Black Lives Matter nadal nie jest oświadczeniem politycznym. Tak, to stwierdzenie. To pełne pasji stwierdzenie. To mocne stwierdzenie. “Czarne życie ma znaczenie” to słowa, które dla niektórych dają siłę, a dla wielu jak wołanie o pomoc. A dla innych wydaje się to stwierdzeniem wywołującym strach, a nawet groźbą. Ale tak właśnie działa strach. Kiedy boisz się czegoś takiego jak oświadczenie lub ruch, istnieje szansa, że nie rozumiesz, co to znaczy lub skąd się wzięło, a nawet intencji, która za tym stoi.

Jako czarny rodzic, gdy dowiesz się, że mali chłopcy i dziewczynki w całym kraju, którzy nosili T-shirty które mówią, że „Black Lives Matter” zostały usunięte z klasy i wyrzucone ze żłobka, to jest poza tym denerwujący. Tylko w zeszłym tygodniu dwóch braci w Oklahomie, w wieku 8 i 5 lat (uczęszczają do różnych szkół), musieli siedzieć w biurze lub wywracać koszulę na lewą stronę przez cały dzień szkolny,
Chociaż prawdą jest, że BLM jest ruchem naładowanym emocjonalnie, czy prawdą jest również, że bycie dumnym z tego, kim jesteś, nie powinno być nazywane deklaracją polityczną.
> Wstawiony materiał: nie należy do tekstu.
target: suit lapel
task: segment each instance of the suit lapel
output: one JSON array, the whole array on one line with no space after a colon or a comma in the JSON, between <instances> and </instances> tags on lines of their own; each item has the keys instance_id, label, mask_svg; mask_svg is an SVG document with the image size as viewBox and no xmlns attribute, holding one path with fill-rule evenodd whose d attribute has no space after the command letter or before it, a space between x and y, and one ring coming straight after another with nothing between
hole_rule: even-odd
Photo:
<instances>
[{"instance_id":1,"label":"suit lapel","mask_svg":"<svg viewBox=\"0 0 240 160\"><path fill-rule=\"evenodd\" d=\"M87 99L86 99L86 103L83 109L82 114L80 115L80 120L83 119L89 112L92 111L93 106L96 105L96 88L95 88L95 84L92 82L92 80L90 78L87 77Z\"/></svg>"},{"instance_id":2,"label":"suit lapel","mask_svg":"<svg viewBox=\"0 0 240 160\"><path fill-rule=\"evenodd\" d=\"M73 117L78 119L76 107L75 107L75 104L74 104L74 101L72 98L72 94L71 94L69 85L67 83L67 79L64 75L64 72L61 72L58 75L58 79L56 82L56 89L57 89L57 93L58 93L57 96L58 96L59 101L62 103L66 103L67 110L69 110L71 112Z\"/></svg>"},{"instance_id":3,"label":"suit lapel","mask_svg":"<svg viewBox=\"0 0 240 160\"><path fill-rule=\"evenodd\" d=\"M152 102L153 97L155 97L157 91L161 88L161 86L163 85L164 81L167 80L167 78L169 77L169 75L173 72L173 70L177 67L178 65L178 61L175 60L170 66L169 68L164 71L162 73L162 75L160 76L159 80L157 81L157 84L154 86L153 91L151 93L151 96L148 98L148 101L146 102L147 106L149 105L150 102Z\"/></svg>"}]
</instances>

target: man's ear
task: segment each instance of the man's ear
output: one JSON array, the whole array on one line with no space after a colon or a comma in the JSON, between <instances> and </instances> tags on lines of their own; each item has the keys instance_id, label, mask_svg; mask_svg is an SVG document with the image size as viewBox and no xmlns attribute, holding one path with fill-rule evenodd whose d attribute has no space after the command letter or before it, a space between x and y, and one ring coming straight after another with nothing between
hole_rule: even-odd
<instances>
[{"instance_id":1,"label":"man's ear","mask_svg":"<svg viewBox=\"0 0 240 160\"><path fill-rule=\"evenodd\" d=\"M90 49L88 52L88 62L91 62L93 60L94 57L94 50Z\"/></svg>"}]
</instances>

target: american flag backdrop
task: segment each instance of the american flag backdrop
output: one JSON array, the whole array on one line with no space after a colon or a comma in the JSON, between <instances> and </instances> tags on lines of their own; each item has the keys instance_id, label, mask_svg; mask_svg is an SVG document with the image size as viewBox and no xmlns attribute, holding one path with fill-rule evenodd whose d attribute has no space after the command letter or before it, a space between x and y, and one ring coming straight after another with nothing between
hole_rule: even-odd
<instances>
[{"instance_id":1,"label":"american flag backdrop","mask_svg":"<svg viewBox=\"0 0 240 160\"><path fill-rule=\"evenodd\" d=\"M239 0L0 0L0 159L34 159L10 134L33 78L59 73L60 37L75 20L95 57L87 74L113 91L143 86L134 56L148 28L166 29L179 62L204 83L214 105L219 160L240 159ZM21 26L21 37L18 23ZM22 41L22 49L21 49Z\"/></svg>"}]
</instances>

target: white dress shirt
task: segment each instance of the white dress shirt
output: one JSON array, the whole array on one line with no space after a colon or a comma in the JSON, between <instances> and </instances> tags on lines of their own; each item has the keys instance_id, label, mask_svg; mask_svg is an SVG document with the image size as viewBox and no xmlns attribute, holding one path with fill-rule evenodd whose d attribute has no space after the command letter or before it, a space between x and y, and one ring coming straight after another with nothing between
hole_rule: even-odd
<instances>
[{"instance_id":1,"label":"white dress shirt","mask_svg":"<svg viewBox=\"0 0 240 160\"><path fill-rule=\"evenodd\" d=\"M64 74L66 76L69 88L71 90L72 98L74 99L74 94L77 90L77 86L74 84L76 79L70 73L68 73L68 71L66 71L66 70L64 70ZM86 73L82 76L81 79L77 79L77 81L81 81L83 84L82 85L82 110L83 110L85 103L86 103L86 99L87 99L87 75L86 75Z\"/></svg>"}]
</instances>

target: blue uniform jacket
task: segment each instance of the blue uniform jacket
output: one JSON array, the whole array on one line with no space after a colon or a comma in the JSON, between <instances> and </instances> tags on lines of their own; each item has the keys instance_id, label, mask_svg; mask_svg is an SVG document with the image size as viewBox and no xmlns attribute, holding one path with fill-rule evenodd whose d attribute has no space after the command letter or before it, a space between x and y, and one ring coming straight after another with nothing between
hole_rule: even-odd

Jeśli chodzi o korzenie stwierdzenia „Black Lives Matter”, możemy cofnąć się zaledwie osiem lat temu. W lipcu 2013 r. trzy czarnoskóre kobiety i organizatorki — Alicia Garza, Patrisse Cullors i Opal Tometi — stworzyły projekt budowania ruchu skupiony na czarnych pod nazwą Black Lives Matter, który rozpoczął się hashtagiem w mediach społecznościowych, #BlackLivesMatter, po uniewinnieniu George'a Zimmermana w sprawie zabójstwa Trayvona Martina w lutym 2012. Niestety ruch się rozrósł. Niefortunne, bo szkoda, że bezsensowne zgony trwały od Michaela Browna w Missouri do Erica Garnera w Nowym Jorku po George Floyd w Minneapolisi setki innych, tak wiele, że trzeba je zredukować do hashtagu.
Według Strona internetowa BLMMisja jest taka: „Zwalczając i przeciwdziałając aktom przemocy, tworząc przestrzeń dla wyobraźni i innowacji Czarnych oraz koncentrując się na radości Czarnych, uzyskujemy natychmiastową poprawę w naszym życiu”.
Otóż to.
A co powiesz na to, żeby spojrzeć na to z tej perspektywy? Black Lives Matter zaczęło się w 2012 roku od zabicia młodego chłopca z paczką Skittles, które wyglądały groźnie dla dorosłego mężczyzny z bronią, a młody chłopiec stracił życie. Jako rodzic, jeśli masz dziecko w wieku szkolnym, prawdopodobnie dorastali z frazą „Black Live Matter”, jak niektórzy z naszych rodziców dorastał z pieśnią „Nie ma sprawiedliwości, nie ma pokoju” lub śpiewając: „Odpowiedź, mój przyjacielu, wieje w wiatr."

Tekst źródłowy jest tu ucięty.